I highly recommend getting an inventory done by a professional inventory clerk the day before the family move in. They will take detailed photos of every room with descriptions and photos of every scuff mark. Click here to see an extract from an inventory report prepared in June 2022 before a family moved into the property.

An inventory report makes it easy to see at the end of the tenancy to see what the property was like before they move in. Worth every penny.

3. Regular inspections

Prevention is better than cure, and a way to check in to see if the wear and tear is excessive is to do regular inspections. I do inspections every six months or so. It’s important to give at least 24 hours’ notice as the renters have the right to ‘quiet enjoyment’. I tend to ask a week in advance and give slots for when I’m free.

As well as checking the condition of the property, it’s a great opportunity for them to mention little repair jobs. You’d be surprised how reluctant some tenants are to report them. My view is that it’s always best to keep on top of them, before they become major issues. Also, you can chat about what they can put on the walls.
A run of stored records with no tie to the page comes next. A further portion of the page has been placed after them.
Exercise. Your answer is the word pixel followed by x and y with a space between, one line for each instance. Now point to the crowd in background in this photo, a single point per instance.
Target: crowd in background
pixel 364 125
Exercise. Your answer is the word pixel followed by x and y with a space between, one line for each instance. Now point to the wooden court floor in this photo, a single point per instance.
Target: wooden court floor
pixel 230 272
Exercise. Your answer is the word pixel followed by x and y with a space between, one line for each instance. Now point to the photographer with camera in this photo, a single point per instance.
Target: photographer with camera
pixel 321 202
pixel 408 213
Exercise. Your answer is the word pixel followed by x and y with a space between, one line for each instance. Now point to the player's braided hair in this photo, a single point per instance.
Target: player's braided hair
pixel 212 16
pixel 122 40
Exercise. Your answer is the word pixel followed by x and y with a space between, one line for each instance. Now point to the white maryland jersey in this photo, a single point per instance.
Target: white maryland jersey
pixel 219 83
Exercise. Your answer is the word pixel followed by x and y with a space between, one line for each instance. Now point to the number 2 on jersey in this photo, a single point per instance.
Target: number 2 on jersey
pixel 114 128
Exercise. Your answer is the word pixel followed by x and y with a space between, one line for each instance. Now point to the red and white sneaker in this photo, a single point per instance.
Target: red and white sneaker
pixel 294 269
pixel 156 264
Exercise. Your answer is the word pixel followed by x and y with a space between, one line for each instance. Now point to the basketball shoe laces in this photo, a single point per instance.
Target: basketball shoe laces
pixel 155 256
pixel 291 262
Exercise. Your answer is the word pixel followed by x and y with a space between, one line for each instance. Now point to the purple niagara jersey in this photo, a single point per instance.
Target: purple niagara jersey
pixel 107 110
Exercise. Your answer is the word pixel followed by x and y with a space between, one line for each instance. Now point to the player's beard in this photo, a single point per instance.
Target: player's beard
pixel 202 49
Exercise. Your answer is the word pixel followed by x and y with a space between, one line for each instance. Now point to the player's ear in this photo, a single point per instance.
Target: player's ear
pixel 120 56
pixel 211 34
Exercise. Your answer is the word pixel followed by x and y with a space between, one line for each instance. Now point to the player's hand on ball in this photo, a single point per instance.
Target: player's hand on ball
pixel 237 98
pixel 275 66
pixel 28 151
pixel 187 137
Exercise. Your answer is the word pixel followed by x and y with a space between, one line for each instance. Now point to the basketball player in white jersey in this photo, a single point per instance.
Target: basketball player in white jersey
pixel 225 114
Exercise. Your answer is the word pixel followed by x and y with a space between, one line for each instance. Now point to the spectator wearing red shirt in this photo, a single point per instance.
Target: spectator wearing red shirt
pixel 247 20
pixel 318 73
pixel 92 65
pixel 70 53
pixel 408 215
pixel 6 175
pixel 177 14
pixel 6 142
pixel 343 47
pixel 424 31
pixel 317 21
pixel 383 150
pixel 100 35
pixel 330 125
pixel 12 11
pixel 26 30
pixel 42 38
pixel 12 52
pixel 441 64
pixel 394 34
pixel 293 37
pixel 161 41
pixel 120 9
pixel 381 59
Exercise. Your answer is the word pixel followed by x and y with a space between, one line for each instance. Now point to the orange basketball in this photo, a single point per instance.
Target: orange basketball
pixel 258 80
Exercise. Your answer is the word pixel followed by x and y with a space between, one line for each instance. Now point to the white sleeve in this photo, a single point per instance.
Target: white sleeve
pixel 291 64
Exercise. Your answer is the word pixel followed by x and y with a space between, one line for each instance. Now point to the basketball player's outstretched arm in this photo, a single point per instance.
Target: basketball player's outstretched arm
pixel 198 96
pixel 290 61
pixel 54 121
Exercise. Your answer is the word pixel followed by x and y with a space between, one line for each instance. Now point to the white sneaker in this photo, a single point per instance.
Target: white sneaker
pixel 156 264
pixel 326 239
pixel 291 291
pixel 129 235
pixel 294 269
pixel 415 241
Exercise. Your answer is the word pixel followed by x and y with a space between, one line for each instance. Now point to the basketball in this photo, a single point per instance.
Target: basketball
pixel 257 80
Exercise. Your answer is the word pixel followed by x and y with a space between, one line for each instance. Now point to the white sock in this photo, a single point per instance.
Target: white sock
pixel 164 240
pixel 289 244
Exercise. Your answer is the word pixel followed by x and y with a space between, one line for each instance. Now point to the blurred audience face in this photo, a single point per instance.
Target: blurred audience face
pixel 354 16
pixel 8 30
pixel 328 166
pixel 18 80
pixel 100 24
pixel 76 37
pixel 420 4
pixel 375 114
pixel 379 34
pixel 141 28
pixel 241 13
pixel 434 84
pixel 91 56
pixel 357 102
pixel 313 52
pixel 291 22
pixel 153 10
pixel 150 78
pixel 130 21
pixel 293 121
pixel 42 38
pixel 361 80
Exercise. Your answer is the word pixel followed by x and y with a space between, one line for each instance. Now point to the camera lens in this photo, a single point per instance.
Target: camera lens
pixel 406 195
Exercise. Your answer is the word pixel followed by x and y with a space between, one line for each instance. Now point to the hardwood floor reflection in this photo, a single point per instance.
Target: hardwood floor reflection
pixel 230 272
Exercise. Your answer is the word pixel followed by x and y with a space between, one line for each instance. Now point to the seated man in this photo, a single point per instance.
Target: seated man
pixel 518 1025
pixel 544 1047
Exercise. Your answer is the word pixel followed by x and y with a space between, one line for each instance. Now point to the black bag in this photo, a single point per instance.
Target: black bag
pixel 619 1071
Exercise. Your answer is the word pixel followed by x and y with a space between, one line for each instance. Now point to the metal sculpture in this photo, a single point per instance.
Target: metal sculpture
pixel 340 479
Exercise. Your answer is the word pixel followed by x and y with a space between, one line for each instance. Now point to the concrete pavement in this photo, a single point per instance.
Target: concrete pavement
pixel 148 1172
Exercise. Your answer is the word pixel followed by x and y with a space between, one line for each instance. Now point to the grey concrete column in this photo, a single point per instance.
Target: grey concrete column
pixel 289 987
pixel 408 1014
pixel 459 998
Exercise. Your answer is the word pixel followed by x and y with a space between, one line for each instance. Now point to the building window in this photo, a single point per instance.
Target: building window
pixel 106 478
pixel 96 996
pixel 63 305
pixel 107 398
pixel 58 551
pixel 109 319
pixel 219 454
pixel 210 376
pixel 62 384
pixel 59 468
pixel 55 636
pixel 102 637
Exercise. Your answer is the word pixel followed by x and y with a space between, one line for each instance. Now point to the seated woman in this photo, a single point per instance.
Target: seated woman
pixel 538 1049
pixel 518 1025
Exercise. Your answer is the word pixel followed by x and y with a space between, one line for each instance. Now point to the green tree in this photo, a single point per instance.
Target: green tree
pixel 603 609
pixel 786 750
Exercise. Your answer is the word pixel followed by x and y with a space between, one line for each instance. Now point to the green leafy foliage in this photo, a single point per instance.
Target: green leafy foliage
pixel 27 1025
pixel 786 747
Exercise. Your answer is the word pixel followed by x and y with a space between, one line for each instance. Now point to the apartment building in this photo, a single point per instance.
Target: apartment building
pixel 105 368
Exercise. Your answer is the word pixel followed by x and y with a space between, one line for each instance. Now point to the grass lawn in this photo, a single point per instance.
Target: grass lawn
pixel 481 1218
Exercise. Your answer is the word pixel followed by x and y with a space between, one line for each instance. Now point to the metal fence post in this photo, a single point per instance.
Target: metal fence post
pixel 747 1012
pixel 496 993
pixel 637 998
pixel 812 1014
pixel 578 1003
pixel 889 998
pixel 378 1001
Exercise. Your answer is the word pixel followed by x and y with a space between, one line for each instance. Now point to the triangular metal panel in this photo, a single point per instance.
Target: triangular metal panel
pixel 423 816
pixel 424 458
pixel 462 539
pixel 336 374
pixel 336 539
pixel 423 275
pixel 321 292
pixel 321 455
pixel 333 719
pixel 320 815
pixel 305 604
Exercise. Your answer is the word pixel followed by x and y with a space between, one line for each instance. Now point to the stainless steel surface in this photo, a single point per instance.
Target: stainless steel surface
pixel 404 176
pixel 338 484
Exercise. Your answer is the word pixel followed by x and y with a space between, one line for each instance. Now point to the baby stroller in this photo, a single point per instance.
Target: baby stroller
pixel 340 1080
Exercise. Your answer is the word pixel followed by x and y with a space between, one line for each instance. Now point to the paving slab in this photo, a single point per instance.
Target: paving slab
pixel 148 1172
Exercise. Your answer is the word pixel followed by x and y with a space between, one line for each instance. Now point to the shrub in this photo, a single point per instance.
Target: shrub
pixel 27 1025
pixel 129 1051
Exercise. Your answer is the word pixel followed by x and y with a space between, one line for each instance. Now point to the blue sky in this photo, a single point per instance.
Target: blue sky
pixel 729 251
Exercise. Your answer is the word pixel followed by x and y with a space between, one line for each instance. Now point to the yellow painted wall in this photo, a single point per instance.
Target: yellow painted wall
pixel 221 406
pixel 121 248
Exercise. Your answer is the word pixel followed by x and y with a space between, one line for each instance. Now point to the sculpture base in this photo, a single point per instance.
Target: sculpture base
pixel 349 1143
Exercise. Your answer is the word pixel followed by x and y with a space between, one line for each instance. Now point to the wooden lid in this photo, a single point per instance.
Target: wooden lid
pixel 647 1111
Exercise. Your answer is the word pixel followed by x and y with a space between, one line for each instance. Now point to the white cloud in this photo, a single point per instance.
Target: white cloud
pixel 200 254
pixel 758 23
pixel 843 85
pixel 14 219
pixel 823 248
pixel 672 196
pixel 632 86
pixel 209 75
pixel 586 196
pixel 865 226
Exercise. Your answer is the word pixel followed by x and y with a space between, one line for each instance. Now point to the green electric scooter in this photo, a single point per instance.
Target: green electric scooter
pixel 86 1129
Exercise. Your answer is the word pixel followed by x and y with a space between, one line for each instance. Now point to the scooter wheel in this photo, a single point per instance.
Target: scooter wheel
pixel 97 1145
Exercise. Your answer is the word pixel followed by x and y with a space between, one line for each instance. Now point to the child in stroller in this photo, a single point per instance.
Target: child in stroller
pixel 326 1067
I’ve always self-managed, partly because of cost, but also because I like to see the property myself and make the decisions. It’s a valuable investment, and I want to look after it.

>> Related Post: Landlord guide to successful mid-tenancy inspections

Final thoughts

In the rush to improve yields by converting large houses to HMOs, the family rental property is often neglected. Families are the fastest growing segment of renters, and make great long-term renters.

Assuming the property is large enough, it’s possible to make the property family-friendly, to attract the best family renters.